主は、無言で膝丸が開けっぱなしにしていた冷蔵庫を指さす。
閉めるように言っているのではない。彼は、冷蔵庫の中に保管されている、膝丸が作った野菜炒めの残りを指さしていた。少し多めに作ったために、二人分は十分にある。
それだって、料理の一つだ。食べられないわけではない。なのに、膝丸は意図的に見ないふりをしている。

「ひざまる、これ、食べられるものだよ」
「……これは、兄者に見せられるようなものではない」

膝丸は、冷蔵庫を勢いよく閉めてしまった。ばたん、という音が、今日はいつもより大きく響いて聞こえた。

***

先を急ぐ膝丸に、大丈夫だと念押しをして、主はどこか頼りない足取りで夕闇に染まる道を歩いていた。
だが、歩けども歩けども、それらしき店には辿り着かない。膝丸のメモには、青い光る看板なのですぐ分かるとあるが、それらしき光る物体は全く見当たらない。
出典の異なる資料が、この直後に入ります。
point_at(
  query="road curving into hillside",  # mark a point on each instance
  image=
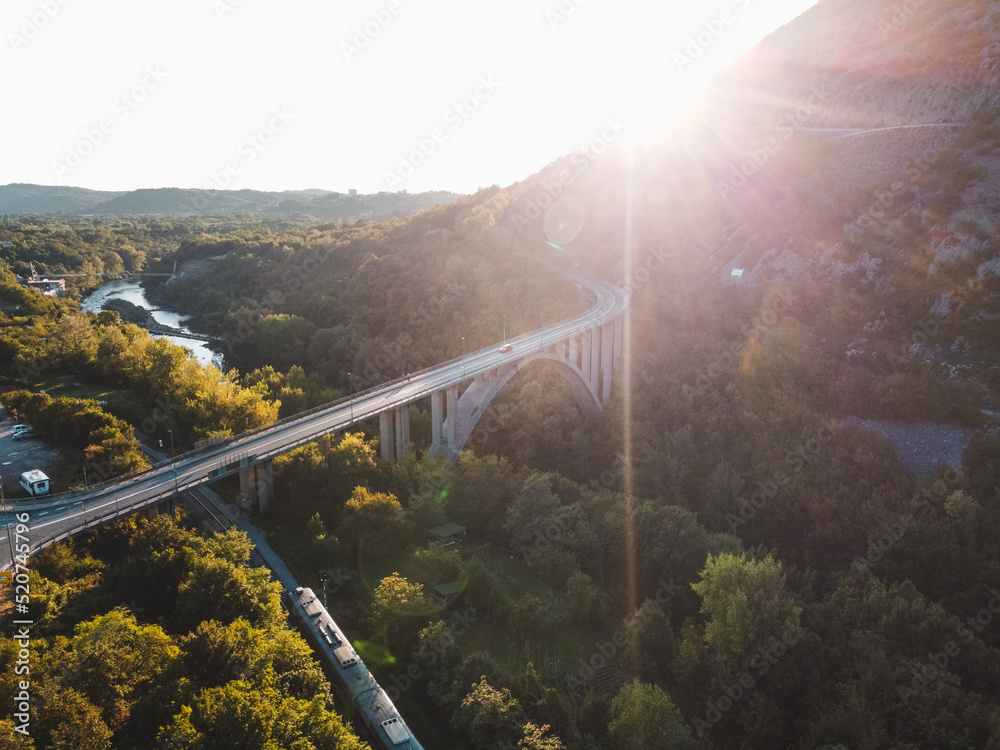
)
(55, 517)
(曲がる所、間違えたかな。あとは、真っ直ぐ行きすぎたとか……)

どこで道を誤ったのか、最早判別は不可能だ。
手っ取り早いのは誰かに聞くことだろうか。あるいは、高台から確認するのもいいのではないかと、彼は乏しい経験から打開方法を探る。
丁度、近くに川沿いに土手があり、その天辺は通路になっているようだった。周りを確認するために、主は近くにあった階段を上り、天辺へと辿り着く。
そして、彼は思わず息を飲んだ。

(すごい──)

土手に広がる斜面を、目映い光が覆っている。それは、今まさに沈みかけている夕日のものに間違いない。
川は光を浴びてきらきらと星を散らしたように瞬いており、川縁まで続く草むらのうえを今まさに、主より幾らか年上の子供たちが駆け回っていた。
犬の散歩をしている近所に住むと思しき老人がいる一方で、斜面の草むらで雑談に興じている、主と同年代の子供たちもいる。近くにいる女性は、恐らく母親なのだろう。
その姿を目撃した瞬間、主は思わず自分の着ているシャツを片手でぎゅっと掴んだ。

「おかあさん、今日なにつくるの?」
「そうねえ、何にしようかしらねえ」

向かい側から歩いてくる、母に手を引かれて歩く少年。屈託のない笑顔に応じる、温かな微笑の女性。夕日に照らされて、暖まっていた体が急速に冷えていくような気がした。

(昔、僕もこういうところを歩いていた)

通り過ぎる少年より、自分がもっと小さかった頃。先を歩きすぎないように、後ろから呼びかける女性の声があった。
どれだけ走っていっても、きっと追いついてきてくれると分かっていたから、短い足を懸命に動かして、わけもなく先を急いだ。走りすぎて転んで、膝の痛みに涙をこぼしたら、彼女はハンカチで涙を擦り、傷口を縛ってくれた。
古い記憶に頭の片隅が軋むように痛み、主は向かい側からやってくる親子を見ないように、土手の斜面へと無理矢理視線を逸らした。
土手には、沢山の草がびっしりと生えている。夕日に照らされて、やや白っぽくも見える葉を、主はじーっと見つめていた。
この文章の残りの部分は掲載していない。